Here is a very simple example:
static async void MainAsync()
{
await GetChecksum(1,@"E:\Files\ISO\5gbfile.iso");
await GetChecksum(2,@"E:\Files\ISO\4gbfile.iso");
await GetChecksum(3,@"E:\Files\ISO\3gbfile.iso");
await GetChecksum(4,@"E:\Files\ISO\10mbfile.iso");
}
And the GetCheckSum function:
static async Task<string> GetChecksum(int index,string file)
{
using (FileStream stream = File.OpenRead(file))
{
SHA256Managed sha = new SHA256Managed();
Task<byte[]> checksum = sha.ComputeHashAsync(stream, 1200000);
var ret = await checksum;
System.Console.WriteLine($"{index} -> {file}");
var hash = BitConverter.ToString(ret).Replace("-", String.Empty);
System.Console.WriteLine($" ::{hash}");
return hash;
}
}
According to this article: https://msdn.microsoft.com/en-us/library/hh696703.aspx
Which states:
The method creates and starts three tasks of type Task, where TResult is an integer. As each task finishes, DisplayResults displays the task's URL and the length of the downloaded contents.
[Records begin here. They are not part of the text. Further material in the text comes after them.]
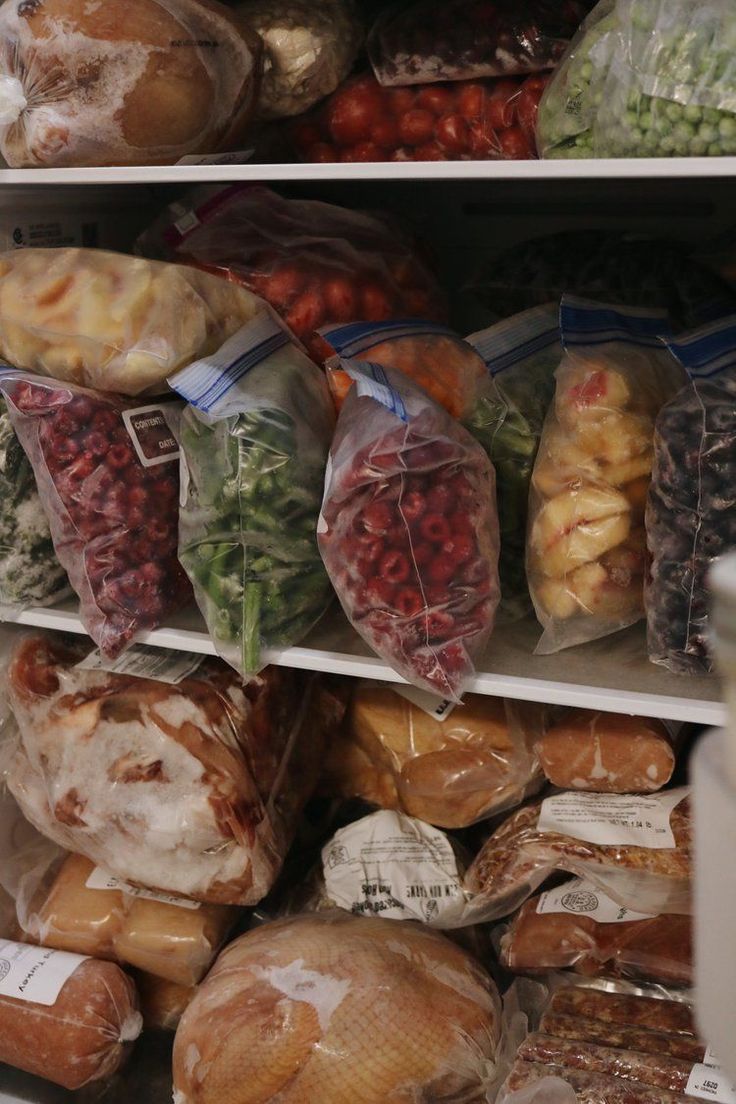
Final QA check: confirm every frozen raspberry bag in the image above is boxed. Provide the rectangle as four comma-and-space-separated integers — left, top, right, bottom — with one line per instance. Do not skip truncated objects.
139, 184, 447, 359
0, 368, 191, 658
526, 296, 684, 655
646, 315, 736, 673
369, 0, 590, 85
169, 311, 334, 673
318, 361, 499, 701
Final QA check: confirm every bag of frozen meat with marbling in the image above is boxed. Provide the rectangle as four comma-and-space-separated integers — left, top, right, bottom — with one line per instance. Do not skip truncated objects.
4, 636, 339, 904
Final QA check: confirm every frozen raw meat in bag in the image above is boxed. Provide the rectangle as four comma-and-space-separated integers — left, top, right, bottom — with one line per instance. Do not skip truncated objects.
644, 315, 736, 673
0, 368, 191, 657
170, 310, 334, 673
6, 636, 339, 904
0, 248, 262, 395
318, 360, 499, 701
0, 0, 263, 168
526, 297, 684, 655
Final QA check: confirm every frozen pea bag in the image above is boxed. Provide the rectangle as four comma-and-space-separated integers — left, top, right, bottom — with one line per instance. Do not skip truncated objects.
169, 310, 334, 673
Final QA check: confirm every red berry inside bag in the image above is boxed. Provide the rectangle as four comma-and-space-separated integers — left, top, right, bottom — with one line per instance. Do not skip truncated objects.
0, 371, 191, 658
318, 360, 499, 701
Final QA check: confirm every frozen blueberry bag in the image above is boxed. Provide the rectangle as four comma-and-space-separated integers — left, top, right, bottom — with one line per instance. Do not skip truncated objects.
169, 309, 334, 673
318, 360, 499, 701
646, 315, 736, 673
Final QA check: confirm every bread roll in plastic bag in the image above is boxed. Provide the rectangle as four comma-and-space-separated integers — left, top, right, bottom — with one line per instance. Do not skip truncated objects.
318, 361, 499, 702
173, 911, 500, 1104
0, 0, 262, 168
526, 297, 684, 655
465, 788, 691, 919
0, 368, 191, 657
644, 315, 736, 673
171, 311, 334, 673
6, 636, 339, 904
321, 682, 545, 828
0, 248, 262, 395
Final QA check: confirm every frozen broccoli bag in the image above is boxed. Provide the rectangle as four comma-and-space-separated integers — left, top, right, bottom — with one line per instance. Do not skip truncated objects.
169, 311, 334, 673
646, 315, 736, 673
466, 304, 562, 619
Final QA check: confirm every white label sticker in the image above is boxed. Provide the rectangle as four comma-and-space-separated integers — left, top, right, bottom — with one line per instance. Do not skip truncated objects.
85, 867, 200, 909
76, 644, 204, 686
0, 940, 88, 1006
322, 809, 466, 927
685, 1062, 736, 1104
392, 686, 457, 721
536, 878, 652, 924
538, 786, 687, 850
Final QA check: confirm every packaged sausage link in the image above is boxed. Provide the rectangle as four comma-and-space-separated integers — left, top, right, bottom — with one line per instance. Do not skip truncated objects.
170, 312, 334, 675
0, 940, 142, 1090
0, 0, 262, 168
7, 636, 340, 905
526, 297, 683, 655
646, 315, 736, 673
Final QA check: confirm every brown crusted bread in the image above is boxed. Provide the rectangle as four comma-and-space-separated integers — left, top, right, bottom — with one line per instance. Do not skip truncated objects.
536, 709, 675, 794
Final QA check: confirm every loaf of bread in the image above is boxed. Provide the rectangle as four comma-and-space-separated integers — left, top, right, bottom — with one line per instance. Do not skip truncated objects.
0, 248, 263, 395
0, 941, 142, 1090
322, 682, 543, 828
536, 709, 675, 794
0, 0, 262, 168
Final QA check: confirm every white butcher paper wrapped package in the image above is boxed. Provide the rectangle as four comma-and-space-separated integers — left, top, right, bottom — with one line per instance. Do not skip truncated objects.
173, 912, 507, 1104
0, 636, 340, 904
0, 0, 263, 169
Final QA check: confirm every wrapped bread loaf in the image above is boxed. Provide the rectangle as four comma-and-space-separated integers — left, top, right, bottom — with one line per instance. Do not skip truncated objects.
0, 248, 263, 395
0, 0, 262, 168
173, 912, 500, 1104
322, 682, 544, 828
7, 636, 335, 905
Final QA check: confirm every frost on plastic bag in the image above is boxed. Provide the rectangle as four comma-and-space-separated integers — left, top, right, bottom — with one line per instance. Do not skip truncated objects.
526, 297, 684, 655
173, 911, 507, 1104
646, 316, 736, 673
139, 185, 447, 360
593, 0, 736, 157
369, 0, 589, 85
0, 399, 70, 612
0, 368, 191, 658
466, 304, 562, 620
0, 0, 263, 168
318, 361, 499, 701
6, 636, 339, 904
465, 789, 691, 919
321, 682, 545, 828
0, 248, 262, 395
236, 0, 363, 119
170, 312, 334, 673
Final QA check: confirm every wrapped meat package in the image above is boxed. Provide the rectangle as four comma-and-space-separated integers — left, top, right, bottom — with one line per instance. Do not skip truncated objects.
500, 878, 693, 989
465, 788, 691, 919
0, 0, 262, 168
646, 315, 736, 673
139, 184, 446, 359
0, 369, 191, 657
369, 0, 590, 85
0, 940, 142, 1090
318, 361, 499, 702
526, 297, 683, 655
173, 912, 500, 1104
0, 248, 263, 395
7, 636, 339, 904
171, 312, 334, 673
322, 682, 545, 828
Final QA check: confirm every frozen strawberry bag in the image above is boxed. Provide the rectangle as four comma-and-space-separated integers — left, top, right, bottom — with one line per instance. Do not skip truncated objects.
0, 368, 191, 658
318, 360, 499, 701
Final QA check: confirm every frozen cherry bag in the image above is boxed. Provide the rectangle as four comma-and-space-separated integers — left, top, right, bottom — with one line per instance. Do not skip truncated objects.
318, 360, 499, 701
0, 368, 191, 658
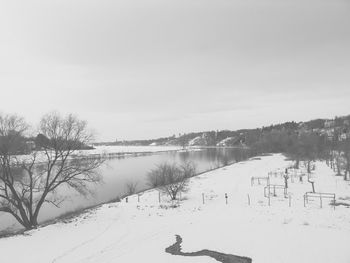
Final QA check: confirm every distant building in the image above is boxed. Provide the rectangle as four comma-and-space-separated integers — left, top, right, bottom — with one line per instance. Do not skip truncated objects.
26, 141, 36, 152
324, 120, 335, 128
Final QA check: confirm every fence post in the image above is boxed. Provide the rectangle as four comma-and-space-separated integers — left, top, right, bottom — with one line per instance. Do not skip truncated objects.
289, 195, 292, 207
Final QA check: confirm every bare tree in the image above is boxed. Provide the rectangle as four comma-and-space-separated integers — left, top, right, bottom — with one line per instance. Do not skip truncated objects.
148, 163, 196, 200
340, 137, 350, 180
125, 181, 137, 195
0, 113, 102, 229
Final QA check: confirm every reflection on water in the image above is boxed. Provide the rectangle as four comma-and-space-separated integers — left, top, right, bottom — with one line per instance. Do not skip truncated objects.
0, 148, 249, 231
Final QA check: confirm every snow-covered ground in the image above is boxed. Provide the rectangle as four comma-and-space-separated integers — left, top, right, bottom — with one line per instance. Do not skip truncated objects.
0, 155, 350, 263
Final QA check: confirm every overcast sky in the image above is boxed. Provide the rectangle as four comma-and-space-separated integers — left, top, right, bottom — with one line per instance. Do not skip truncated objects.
0, 0, 350, 141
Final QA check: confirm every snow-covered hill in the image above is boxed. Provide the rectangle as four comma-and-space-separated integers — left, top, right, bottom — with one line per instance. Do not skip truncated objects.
0, 155, 350, 263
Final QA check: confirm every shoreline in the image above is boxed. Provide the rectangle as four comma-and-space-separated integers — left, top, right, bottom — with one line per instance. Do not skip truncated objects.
0, 146, 253, 239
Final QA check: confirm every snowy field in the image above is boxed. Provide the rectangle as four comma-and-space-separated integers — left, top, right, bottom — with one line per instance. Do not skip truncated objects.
0, 155, 350, 263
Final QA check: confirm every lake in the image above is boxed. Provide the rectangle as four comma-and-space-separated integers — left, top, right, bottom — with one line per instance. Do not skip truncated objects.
0, 148, 248, 234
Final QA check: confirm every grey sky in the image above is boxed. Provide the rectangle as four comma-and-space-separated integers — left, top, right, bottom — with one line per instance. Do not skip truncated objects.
0, 0, 350, 140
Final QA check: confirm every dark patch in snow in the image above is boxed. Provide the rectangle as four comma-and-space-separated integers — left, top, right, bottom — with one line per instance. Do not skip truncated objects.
165, 235, 252, 263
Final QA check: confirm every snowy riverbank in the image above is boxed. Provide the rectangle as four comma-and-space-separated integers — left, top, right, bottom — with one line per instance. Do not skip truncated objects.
0, 155, 350, 263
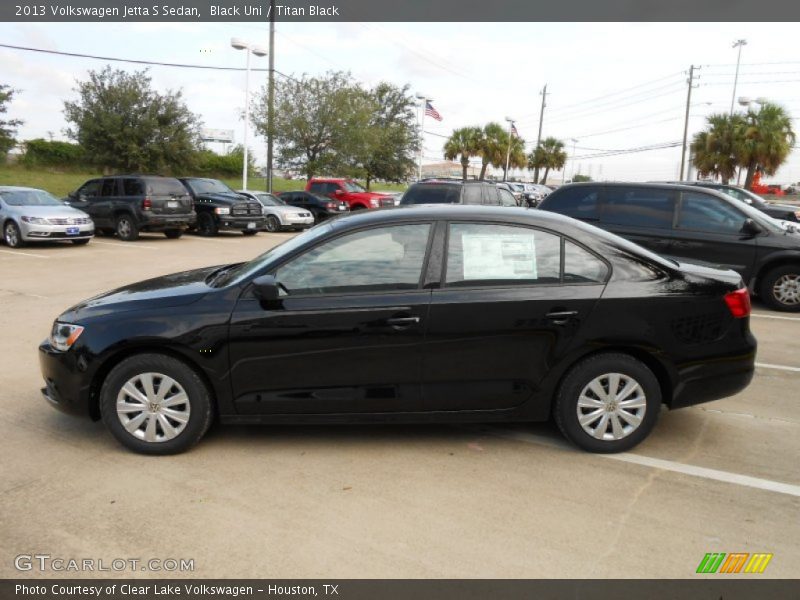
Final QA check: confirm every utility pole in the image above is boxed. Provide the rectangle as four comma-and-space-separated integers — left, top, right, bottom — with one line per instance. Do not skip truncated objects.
678, 65, 700, 181
533, 83, 547, 183
267, 0, 275, 194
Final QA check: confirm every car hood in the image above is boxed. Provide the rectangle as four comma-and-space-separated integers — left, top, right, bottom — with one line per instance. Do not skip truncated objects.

Because the tasks are running asynchronously, the order in which the results appear might differ from the order in which they were declared.
However that is not what I experience with this example. I see each one finishing in the order they were called. I realize in this example its not using parallel processing, which I assume would force this to use a single processor, but given that the last one takes 2 seconds to process and the first one takes 2 minutes, I would still expect that the smallest one should finish first.
Can somebody possibly explain this behavior? I just want to understand whats going on behind the scenes with async and await when used like this.